Figure 1B shows the gas yield at different temperatures. The amount of gas produced increased as the temperature increased for both samples. This phenomenon was due to the increase in deoxygenation, which results in the production of CO and CO2, and cracking reactions, which are responsible for the production of light hydrocarbon gases such as methane, with rising temperatures. Figure 1C shows the solid residues that were collected in pyrolysis of oleic acid and the organic phase from hydrolyzed biosolids at different temperatures. At all temperatures, the solid residues produced from pyrolysis of the organic fraction from biosolids hydrolysates were significantly higher than those obtained from pyrolysis of oleic acid. The high amounts of residue could likely be attributed to the presence of substances that were not soluble in pentane. These substances are generally high molecular weight aromatic compounds that are formed as a result of polymerization of monoaromatic compounds (Asomaning et al. 2014a; Jenab et al. 2014; Maher and Bressler 2007). Xia et al. (2019) showed that the organic fraction from hydrolysis of biosolids contained a significant amount of oxygen-free hydrocarbons including aromatic compounds in addition to the free fatty acids. Thus, the presence of the aromatic compounds in the organic fraction from hydrolysis of biosolids could accelerate the formation of polyaromatic hydrocarbons and hence the amount of solids. In addition, Xia et al. (2019) reported the presence of compounds with molecular weights comparable with diacylglycerols. These would be expected to further impact the amount of solids formed during the pyrolysis of the organic fraction from biosolids hydrolysis through dimerization, oligomerization, and polymerization.

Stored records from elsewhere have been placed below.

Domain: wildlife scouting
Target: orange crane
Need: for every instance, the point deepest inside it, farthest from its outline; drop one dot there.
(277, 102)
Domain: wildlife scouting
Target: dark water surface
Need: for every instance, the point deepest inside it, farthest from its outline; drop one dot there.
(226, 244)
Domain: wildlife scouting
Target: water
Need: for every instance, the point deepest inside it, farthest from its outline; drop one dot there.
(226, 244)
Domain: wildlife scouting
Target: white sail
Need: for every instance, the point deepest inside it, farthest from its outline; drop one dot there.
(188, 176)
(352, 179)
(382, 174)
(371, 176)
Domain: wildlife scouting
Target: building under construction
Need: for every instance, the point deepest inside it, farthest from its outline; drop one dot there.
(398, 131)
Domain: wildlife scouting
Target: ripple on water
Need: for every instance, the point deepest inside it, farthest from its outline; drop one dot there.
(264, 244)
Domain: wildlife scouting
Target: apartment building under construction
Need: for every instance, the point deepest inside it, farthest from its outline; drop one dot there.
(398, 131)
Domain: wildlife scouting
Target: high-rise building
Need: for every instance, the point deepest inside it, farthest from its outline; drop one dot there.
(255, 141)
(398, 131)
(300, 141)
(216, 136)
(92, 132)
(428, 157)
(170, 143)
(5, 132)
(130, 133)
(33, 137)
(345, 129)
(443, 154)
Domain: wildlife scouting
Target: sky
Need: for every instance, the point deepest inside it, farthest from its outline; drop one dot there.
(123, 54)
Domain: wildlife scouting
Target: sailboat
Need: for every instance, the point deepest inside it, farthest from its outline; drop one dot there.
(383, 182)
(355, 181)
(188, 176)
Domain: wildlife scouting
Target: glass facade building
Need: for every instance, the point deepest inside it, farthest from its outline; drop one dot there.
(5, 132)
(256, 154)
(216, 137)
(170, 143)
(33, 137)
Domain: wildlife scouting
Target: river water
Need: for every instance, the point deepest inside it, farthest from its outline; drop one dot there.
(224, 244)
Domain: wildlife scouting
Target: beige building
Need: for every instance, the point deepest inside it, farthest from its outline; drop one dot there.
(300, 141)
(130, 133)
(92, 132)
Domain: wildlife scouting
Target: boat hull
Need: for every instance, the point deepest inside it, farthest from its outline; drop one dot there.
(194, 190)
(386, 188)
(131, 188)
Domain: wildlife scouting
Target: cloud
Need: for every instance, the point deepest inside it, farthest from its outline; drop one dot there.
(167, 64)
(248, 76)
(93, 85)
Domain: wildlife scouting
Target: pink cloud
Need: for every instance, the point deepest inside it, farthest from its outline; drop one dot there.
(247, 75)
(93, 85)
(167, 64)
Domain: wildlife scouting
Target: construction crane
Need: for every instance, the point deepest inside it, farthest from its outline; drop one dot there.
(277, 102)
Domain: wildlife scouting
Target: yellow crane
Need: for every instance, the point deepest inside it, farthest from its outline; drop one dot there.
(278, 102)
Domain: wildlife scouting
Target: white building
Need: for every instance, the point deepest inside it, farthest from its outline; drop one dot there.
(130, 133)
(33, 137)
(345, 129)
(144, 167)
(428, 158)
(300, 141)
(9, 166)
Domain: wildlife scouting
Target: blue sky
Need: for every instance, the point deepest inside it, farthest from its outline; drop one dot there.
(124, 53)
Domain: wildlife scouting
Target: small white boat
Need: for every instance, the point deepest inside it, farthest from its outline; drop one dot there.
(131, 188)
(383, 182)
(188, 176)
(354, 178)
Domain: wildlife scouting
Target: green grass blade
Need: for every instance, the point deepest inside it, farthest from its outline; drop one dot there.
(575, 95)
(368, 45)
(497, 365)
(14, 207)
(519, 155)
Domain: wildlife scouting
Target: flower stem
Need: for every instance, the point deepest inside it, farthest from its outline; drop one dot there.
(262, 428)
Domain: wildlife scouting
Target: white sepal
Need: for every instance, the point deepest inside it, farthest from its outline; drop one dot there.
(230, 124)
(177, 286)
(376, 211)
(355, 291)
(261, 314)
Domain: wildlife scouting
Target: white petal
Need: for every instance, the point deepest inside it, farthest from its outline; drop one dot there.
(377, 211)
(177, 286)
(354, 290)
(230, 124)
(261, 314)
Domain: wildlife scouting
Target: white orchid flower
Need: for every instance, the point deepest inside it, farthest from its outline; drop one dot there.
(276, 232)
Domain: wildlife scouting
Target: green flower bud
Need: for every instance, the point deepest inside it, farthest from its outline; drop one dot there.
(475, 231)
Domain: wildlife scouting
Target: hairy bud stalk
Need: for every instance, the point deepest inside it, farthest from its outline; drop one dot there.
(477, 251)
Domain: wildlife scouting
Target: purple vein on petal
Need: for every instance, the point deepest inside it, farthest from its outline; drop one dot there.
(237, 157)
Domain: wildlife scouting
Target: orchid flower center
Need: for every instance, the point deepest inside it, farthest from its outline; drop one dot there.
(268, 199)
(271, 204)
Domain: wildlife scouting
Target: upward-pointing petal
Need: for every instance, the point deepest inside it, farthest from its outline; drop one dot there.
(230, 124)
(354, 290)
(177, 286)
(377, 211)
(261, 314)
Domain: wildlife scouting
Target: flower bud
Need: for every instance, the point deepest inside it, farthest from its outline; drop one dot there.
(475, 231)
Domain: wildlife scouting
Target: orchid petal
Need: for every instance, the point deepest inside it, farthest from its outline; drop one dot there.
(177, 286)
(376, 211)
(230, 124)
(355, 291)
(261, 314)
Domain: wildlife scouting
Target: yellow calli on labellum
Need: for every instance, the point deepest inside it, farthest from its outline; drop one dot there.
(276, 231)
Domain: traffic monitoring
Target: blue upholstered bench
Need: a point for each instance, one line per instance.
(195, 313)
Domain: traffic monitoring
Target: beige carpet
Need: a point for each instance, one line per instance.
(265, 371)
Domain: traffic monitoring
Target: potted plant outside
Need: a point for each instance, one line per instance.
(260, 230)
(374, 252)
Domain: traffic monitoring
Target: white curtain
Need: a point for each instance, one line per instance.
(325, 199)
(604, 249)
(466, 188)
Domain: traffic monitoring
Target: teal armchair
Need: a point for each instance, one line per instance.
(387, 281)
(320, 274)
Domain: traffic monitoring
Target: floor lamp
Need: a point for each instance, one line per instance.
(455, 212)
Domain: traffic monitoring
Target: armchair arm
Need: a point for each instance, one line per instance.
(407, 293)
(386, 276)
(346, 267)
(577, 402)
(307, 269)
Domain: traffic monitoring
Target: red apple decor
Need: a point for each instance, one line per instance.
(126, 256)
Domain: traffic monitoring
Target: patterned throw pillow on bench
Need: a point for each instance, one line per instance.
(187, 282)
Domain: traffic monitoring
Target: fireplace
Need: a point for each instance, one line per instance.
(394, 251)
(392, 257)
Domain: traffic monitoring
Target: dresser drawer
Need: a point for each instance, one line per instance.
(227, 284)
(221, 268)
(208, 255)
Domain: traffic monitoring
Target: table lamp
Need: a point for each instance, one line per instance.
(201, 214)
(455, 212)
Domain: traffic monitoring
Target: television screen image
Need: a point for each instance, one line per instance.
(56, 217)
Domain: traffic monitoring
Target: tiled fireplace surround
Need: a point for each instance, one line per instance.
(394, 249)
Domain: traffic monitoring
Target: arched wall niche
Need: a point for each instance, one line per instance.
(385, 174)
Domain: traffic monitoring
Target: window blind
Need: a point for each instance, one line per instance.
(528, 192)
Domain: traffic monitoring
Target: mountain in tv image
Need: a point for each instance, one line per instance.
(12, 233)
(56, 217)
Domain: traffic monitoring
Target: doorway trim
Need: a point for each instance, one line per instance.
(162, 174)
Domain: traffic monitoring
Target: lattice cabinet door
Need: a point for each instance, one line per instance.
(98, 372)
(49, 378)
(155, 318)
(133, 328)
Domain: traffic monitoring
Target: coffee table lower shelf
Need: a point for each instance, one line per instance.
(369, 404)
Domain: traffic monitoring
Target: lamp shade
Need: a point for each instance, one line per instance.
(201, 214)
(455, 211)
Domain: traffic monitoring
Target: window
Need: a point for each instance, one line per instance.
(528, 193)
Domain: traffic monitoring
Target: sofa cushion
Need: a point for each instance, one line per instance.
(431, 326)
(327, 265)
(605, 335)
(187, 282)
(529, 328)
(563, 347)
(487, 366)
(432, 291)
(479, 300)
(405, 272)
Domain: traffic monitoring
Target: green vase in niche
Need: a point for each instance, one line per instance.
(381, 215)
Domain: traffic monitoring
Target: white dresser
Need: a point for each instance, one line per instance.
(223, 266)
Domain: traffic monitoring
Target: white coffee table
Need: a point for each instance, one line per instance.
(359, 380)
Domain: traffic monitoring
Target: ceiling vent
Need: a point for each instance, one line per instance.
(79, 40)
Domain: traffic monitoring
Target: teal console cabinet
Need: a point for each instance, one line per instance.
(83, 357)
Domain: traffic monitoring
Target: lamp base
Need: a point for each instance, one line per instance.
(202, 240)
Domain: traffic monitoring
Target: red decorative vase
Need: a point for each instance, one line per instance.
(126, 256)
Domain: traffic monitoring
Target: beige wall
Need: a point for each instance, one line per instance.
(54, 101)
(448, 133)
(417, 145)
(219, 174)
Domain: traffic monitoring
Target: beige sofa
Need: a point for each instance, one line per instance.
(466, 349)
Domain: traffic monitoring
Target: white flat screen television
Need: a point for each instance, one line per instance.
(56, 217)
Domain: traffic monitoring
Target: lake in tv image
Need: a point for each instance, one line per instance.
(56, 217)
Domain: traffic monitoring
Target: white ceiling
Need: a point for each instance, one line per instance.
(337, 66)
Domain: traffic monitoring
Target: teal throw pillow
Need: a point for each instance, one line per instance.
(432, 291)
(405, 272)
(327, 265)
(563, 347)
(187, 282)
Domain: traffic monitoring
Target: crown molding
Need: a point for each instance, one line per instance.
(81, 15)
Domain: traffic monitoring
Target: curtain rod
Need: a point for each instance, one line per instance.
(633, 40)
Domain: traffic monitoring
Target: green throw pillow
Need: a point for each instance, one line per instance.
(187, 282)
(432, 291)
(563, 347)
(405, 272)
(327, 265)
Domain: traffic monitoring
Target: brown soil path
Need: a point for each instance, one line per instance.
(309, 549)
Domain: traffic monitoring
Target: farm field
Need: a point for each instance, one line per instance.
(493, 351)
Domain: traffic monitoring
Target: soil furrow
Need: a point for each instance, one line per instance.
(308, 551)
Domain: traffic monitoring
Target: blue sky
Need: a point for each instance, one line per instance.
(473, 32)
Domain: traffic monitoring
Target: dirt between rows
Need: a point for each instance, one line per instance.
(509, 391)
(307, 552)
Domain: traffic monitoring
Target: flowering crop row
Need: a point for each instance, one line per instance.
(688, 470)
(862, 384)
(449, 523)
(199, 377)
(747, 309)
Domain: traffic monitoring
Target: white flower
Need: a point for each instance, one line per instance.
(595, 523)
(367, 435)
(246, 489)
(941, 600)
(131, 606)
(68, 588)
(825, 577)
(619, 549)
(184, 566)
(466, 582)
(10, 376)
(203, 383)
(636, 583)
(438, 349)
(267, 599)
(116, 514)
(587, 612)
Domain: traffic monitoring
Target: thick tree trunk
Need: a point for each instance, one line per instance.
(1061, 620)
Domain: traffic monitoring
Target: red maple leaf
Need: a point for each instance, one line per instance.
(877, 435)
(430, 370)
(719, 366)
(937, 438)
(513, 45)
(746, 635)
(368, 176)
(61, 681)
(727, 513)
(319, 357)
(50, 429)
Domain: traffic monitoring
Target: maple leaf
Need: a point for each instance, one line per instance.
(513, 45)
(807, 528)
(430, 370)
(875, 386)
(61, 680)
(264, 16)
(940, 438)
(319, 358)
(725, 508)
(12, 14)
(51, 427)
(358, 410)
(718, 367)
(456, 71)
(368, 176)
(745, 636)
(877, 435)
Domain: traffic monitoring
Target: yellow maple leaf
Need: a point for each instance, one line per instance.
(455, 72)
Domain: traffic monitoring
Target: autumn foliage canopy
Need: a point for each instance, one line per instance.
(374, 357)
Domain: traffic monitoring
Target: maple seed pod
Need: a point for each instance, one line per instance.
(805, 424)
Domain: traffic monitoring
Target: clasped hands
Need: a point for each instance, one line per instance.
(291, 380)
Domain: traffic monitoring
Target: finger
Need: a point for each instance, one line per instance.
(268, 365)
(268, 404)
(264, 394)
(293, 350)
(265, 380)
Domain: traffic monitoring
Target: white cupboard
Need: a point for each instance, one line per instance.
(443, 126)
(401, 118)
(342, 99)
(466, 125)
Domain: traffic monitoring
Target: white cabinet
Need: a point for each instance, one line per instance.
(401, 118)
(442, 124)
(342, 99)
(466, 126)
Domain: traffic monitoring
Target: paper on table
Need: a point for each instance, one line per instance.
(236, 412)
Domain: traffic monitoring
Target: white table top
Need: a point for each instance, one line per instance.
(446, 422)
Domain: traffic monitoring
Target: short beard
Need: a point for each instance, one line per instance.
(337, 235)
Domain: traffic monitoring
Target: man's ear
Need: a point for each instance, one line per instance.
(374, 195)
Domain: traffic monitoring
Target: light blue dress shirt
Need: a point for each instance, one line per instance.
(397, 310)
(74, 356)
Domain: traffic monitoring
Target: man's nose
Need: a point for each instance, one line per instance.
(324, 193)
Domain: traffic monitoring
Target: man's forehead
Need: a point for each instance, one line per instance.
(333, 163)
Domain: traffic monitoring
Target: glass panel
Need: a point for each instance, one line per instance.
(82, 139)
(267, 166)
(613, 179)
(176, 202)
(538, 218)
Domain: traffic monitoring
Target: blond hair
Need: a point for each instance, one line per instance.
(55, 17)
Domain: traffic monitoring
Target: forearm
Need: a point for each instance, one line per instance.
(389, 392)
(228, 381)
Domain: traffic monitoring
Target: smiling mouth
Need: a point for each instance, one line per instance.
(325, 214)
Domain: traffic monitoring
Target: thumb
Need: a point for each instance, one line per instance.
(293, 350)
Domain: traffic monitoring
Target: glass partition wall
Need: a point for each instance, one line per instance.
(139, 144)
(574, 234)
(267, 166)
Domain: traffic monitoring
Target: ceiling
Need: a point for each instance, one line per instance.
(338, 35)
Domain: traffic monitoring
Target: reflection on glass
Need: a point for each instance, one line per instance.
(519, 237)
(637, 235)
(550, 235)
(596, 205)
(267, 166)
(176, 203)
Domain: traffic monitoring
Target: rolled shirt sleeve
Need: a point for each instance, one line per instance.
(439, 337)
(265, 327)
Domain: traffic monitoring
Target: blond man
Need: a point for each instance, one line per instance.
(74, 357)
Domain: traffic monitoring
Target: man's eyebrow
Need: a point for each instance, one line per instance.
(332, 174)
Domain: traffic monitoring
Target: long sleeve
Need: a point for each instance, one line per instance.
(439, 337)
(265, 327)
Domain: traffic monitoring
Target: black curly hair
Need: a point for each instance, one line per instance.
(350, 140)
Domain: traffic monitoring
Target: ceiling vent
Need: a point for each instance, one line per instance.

Furthermore, the chromatogram derived from the liquid product generated through pyrolysis of the organic fraction obtained from hydrolysis of biosolids demonstrates the presence of substances with high molecular weight (retention time higher than 20 min) whereas in those obtained using oleic acid, there is the absence of any appreciable amounts of compounds besides the C18:0 peak.

When the temperature was increased to 450 °C, the solid residues from the organic fraction of hydrolyzed biosolids did not significantly change, whereas the solid residues from pyrolysis of oleic acid increased. This increase in solid residues from pyrolysis of oleic acid at 450 °C is in agreement with previously reported non-catalytic oleic acid pyrolysis, which is often attributed to the polymerization of aromatic compounds at this temperature (Asomaning et al. 2014a; Jenab et al. 2014; Maher and Bressler 2007); these reactions may cause an increase in residues.

Liquid fraction composition

To evaluate the pyrolysis of the organic phase of hydrolyzed biosolids, the GC-MS chromatogram of the liquid product obtained through pyrolysis at 410 °C was compared with that obtained from pyrolysis of oleic acid under the same condition (Fig. 2). As seen in this figure, alkanes ranging from C7 to C18 hydrocarbons were detected in the liquid products. A similar observation was also made in the liquid pyrolysis products at 430 and 450 °C. It is important to note that the compounds reported here have molecular weights that are higher than n-hexane because the peaks for equal or smaller molecular weight compounds could not be analyzed due to solvent peak overlap. The product distribution of oleic acid pyrolysis obtained in this study was in agreement with that reported by Asomaning et al. (2014a) and showed that the main products were n-alkanes that are likely compatible with existing petroleum-derived fuels.

Fig. 2
figure 2

Identification of peaks in GC-MS chromatograms derived from the liquid product obtained following pyrolysis at 410 °C using the organic phase extracted from hydrolyzed biosolids (A) or oleic acid, a model fatty acid (B)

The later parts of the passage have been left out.